回復は後だ…今は一旦、痛み止めと止血だけさせる!
んで、一刻も早くこの場を離れなきゃ…!
まだ犯人や仲間が居るかもしれないし、発砲される可能性も残ってる。
いつもみたいにゆっくり"個性"を発動してる場合じゃない!
『ふっ…!!』
私は全力で"気"を手先に込めて天喰先輩の左腕に翳す。
いつもより集中したためか、血はピタリと止まってくれた。
『(よし、止まった!急いで逃げなきゃ…)』
「ヒーローが撃たれたぞ!!」
辺りはワァァアと逃げ惑う人々で溢れ返っている。
『先輩!立てますか!?』
「う…」
『天喰先輩…!』
私は先輩の両手を握った。
ほぅ…と私達の手にどこからともなく光が宿る。
私は握った両手から"気"を流し込み、少しだけれど強制的に回復をさせた。
すると…
「思ったより痛くない…!」
天喰先輩はムクッと上体を起こした。
「先輩!大丈夫なんスか!?かっけぇ!!」
「いや…。
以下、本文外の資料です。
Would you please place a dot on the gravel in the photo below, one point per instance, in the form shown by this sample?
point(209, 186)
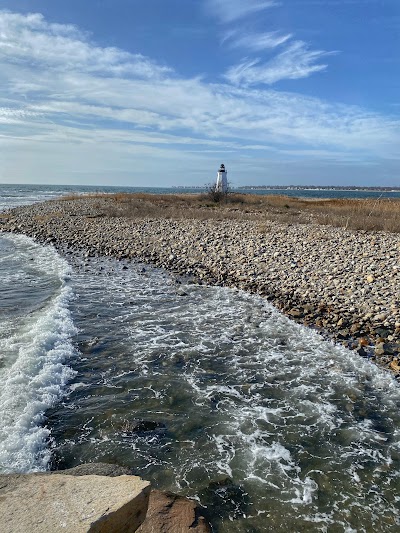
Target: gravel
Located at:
point(344, 283)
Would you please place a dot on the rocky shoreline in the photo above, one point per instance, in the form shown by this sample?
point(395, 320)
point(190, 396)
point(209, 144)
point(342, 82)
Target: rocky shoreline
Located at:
point(344, 283)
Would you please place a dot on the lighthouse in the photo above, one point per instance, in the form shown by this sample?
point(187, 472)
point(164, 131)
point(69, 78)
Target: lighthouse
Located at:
point(222, 180)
これは…君が"個性"を使ってくれたから…?」
『!…私の"個性"効いてるんですね…!良かった…!』
天喰先輩の無事が確認出来たため、彼に肩を貸しながら私は立ち上がる。
「何やこのポンコツはぁー!」
銃を持ちながら叫ぶ男。
『(アイツが発砲したのか…!)』
「タコで捕まえる…」
天喰先輩は手を前に突き出し、バッと構えた…が。
「発動出来ない…!?」
『え…!?』
なぜか天喰先輩の"個性"は発動されなかった。
その間に切島くんが逃げる男を追うべく駆け出した。
『きりっ…レッドライオット!!』
「悪ィ、ここ任せた!」
「来なボケェ!!」
「待て早まんな!下手に追うと噛まれるぞ!」
次に、ファットガムがそう言いながら切島くんを追って駆け出す。
「サンイーター、キュアヒール!無事ならここ任すぞ!すぐ他のヒーローが来る、協力しろ!」
「無事だけど発動しない!」
「…!?イレイザーでもおんのか!?」
何だろう、この薄気味悪い感じは。
胸騒ぎがする。
『…とりあえず、市民の避難誘導をします!まだアイツ等の仲間が居るかもしれません!』
「よっしゃ頼んだで!」
ファットガムは私に頷き、今度こそ駆け出して行った。
『(切島くん…大丈夫…だよね…?)』
切島くんのことが気になるけれど、ファットガムが居てくれれば大丈夫だ、きっと。
それに切島くんは強い。
大丈夫だ。
『…』
辺りは逃げ惑う人々で溢れ返っており、こちらを気にする者等居なかった。
敵の仲間は…居なさそうだ。
まだ警戒は解けないけど。
『(市民の避難誘導を自ら引き受けたけど、まずは…)』
「"個性"がっ…な、んで…」
膝から崩れ落ちる天喰先輩。
『(先輩を何とかしなきゃ)』
彼はすっかり気が動転してしまっているのか、顔面蒼白状態だ。
『先輩、落ち着いてください』
「ダメだ、こんなの…!"個性"が使えないヒーローなんて、こんなの…っ!ミリオ…!!」
『…天喰先輩!』
「!」
私は正面から彼を抱き締めた。
『先輩…天喰先輩。私が分かりますか?』
「………カフェ…さん…」
『そうですカフェです。大丈夫…落ち着いてください。ゆっくりゆっくり、深呼吸するんです』
ぽんぽんと優しく、私は天喰先輩の背中を撫でた。
切島くんにこうしてもらうと、不思議と落ち着くんだ。
『(だから、先輩…)』
「ハァ…ふっ…」
『大丈夫ですよ』
すると天喰先輩は徐々に落ち着きを取り戻してくれたようだ。
「…………ごめん…カフェさん…」
『謝らないでください。立てますか?』
「うん…」
私は天喰先輩の身体を支えながら彼と共に立ち上がった。
『なら次は避難誘導ですね!私、避難誘導はほとんど未経験なので…ご指導お願いしますね、先輩!』
「!…うん。ありがとう、カフェさん」
初めて見せてくれた天喰先輩の笑顔は、普段のイメージとは違った明るいものだった。